I used the following prompt and compared the response content and processing time:
Create a simple explanation of the AWS shared responsibility model in Japanese that executives can intuitively understand.

As a result, although there was some distortion in the first heading (H2 element), I was able to get an appropriate response in Japanese Markdown format.
Price Comparison
I compared the billing unit price per output token between the main models available on Bedrock and the gpt-oss series.
- Unit price when using Bedrock in Oregon region on-demand
| Provider | Models | Price per 1,000 output tokens | Comparison to Sonnet4 |
|---|---|---|---|
| Amazon | Amazon Nova Micro | 0.00014 | 1% |
| Amazon | Amazon Nova Lite | 0.00024 | 2% |
| OpenAI | gpt-oss-20b | 0.00030 | 2% |
| OpenAI | gpt-oss-120b | 0.00060 | 4% |
| Anthropic | Claude 3 Haiku | 0.00125 | 8% |
| Amazon | Amazon Nova Pro | 0.00320 | 21% |
| Anthropic | Claude 3.5 Haiku | 0.00400 | 27% |
| Amazon | Amazon Nova Premier | 0.01250 | 83% |
| Anthropic | Claude Sonnet 4 | 0.01500 | 100% |
| Anthropic | Claude Opus 4.1 | 0.07500 | 500% |
From this comparison, I found that gpt-oss-20b is priced almost the same as "Amazon Nova Lite," and the higher-end model gpt-oss-120b can be used at about half the price of "Claude 3 Haiku." These appear to be very strong options for cost-conscious use cases.
Throughput Performance Comparison
I also executed the AWS responsibility model prompt on other major models to measure the number of tokens and processing time.
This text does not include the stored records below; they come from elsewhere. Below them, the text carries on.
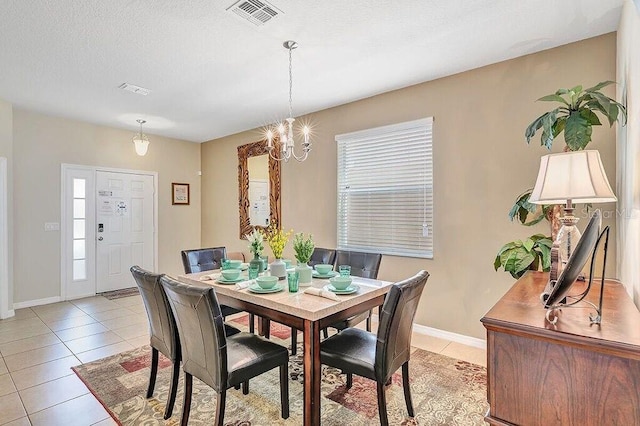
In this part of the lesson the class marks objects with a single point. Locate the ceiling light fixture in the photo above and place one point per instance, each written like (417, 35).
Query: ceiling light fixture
(141, 141)
(285, 130)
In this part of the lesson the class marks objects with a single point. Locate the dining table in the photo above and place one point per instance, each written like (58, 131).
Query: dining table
(303, 311)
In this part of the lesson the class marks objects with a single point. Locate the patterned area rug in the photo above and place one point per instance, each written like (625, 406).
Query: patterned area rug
(117, 294)
(445, 391)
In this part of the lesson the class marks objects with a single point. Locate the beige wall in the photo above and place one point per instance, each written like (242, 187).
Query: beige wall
(628, 188)
(6, 150)
(42, 143)
(481, 163)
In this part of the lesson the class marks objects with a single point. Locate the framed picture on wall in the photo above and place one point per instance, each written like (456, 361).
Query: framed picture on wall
(180, 193)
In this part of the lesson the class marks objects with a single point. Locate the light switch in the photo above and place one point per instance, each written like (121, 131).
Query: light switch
(51, 226)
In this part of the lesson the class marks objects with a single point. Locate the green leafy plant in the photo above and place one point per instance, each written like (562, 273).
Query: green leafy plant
(522, 208)
(303, 246)
(576, 116)
(519, 256)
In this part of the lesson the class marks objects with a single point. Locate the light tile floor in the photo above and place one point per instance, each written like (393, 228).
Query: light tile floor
(39, 346)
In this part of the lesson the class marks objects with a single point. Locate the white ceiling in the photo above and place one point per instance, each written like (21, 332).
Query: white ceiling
(213, 74)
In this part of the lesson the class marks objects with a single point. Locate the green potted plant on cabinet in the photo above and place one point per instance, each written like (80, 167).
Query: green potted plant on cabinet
(574, 117)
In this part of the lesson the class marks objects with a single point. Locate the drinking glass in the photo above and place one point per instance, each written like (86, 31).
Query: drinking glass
(345, 270)
(292, 278)
(254, 269)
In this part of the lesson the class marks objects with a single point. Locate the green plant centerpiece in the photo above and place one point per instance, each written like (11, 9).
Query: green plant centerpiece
(578, 111)
(256, 247)
(303, 246)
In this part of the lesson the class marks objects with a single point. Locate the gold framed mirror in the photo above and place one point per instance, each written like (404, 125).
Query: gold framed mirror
(259, 187)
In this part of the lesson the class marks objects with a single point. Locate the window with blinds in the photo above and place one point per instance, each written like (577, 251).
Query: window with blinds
(385, 190)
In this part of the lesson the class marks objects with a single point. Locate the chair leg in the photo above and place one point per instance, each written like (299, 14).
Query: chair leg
(173, 390)
(154, 372)
(294, 341)
(407, 389)
(222, 397)
(186, 406)
(382, 405)
(284, 390)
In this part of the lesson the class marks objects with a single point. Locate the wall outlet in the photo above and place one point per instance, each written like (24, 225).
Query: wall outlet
(51, 226)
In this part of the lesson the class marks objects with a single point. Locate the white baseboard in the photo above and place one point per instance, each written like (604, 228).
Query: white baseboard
(38, 302)
(10, 313)
(447, 335)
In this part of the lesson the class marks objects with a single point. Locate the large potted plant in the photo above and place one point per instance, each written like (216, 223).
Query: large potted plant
(574, 117)
(303, 247)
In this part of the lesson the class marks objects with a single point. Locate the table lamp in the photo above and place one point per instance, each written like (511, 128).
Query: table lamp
(567, 177)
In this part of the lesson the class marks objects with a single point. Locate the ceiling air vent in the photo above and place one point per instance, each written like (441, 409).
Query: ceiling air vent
(134, 89)
(255, 11)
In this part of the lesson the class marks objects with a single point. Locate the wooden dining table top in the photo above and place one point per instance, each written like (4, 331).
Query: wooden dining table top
(299, 304)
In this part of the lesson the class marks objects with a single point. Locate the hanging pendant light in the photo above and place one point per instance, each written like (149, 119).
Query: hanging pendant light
(285, 129)
(141, 141)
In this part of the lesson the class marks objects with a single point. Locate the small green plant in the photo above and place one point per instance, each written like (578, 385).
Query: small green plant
(256, 242)
(303, 246)
(516, 257)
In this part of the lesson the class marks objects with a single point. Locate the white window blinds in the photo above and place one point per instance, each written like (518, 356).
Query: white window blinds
(385, 190)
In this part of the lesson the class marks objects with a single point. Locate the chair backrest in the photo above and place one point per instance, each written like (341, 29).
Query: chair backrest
(321, 255)
(162, 325)
(201, 329)
(365, 265)
(393, 347)
(199, 260)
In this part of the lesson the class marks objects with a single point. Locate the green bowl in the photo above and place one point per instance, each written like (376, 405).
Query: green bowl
(267, 281)
(231, 274)
(340, 283)
(323, 268)
(233, 264)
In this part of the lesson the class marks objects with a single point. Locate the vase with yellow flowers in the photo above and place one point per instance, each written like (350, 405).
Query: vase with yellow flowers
(277, 240)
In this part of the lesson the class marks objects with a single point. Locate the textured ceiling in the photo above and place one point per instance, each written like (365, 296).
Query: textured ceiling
(212, 74)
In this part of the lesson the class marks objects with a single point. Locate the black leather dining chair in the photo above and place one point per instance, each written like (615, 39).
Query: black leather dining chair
(320, 255)
(378, 356)
(162, 330)
(206, 259)
(210, 355)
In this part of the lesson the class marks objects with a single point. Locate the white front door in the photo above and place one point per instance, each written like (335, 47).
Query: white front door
(124, 228)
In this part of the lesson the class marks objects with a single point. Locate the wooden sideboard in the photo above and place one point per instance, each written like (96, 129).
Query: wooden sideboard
(572, 373)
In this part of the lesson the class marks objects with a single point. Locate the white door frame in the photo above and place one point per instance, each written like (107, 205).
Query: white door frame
(91, 221)
(6, 308)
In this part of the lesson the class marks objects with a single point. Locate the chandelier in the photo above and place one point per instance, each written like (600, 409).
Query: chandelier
(285, 129)
(141, 141)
I compared the number of tokens that can be output per second (throughput).
| Models | Output tokens | Latency (ms) | Output tokens/sec |
|---|---|---|---|
| gpt-oss-20b | 833 | 4521 | 184.3 |
| gpt-oss-120b | 1090 | 9697 | 112.4 |
| Amazon Nova Micro | 494 | 2646 | 186.7 |
| Amazon Nova Lite | 756 | 4744 | 159.4 |
| Amazon Nova Pro | 550 | 5640 | 97.5 |
| Amazon Nova Premier | 220 | 4407 | 49.9 |
| Claude 3 Haiku | 344 | 4972 | 69.2 |
| Claude 3.5 Haiku | 319 | 6410 | 49.8 |
| Claude Sonnet 4 | 580 | 13968 | 41.5 |
| Claude Opus 4.1 | 627 | 32731 | 19.2 |
I confirmed that gpt-oss-20b has throughput performance comparable to the fastest "Amazon Nova Micro," and gpt-oss-120b exceeds "Amazon Nova Pro." High performance can be expected not only in terms of price but also in response speed.
Comparison with Local LLM
For reference, I compared the throughput when running "gpt-oss-20b" on Amazon Bedrock versus a local environment (LM Studio on an M4 Pro Mac).
| Models | Output tokens | Latency (sec) | Output tokens/sec |
|---|---|---|---|
| Bedrock | 833 | 4521 | 184.3 |
| Local (M4 Mac) | 813 | 36172 | 22.4 |
While there may be insufficient optimization settings in the local environment, I found that Amazon Bedrock provides excellent performance as an execution environment for gpt-oss-20b.
Summary
The newly released open-weight models "gpt-oss-20b" and "gpt-oss-120b" have been confirmed to be excellent choices in terms of both cost and performance.
These models could be effective candidates, particularly for tasks requiring low-cost and high-speed processing.
Currently, OpenAI models provided on Bedrock have limitations in regions and available functions, but I look forward to future service expansions.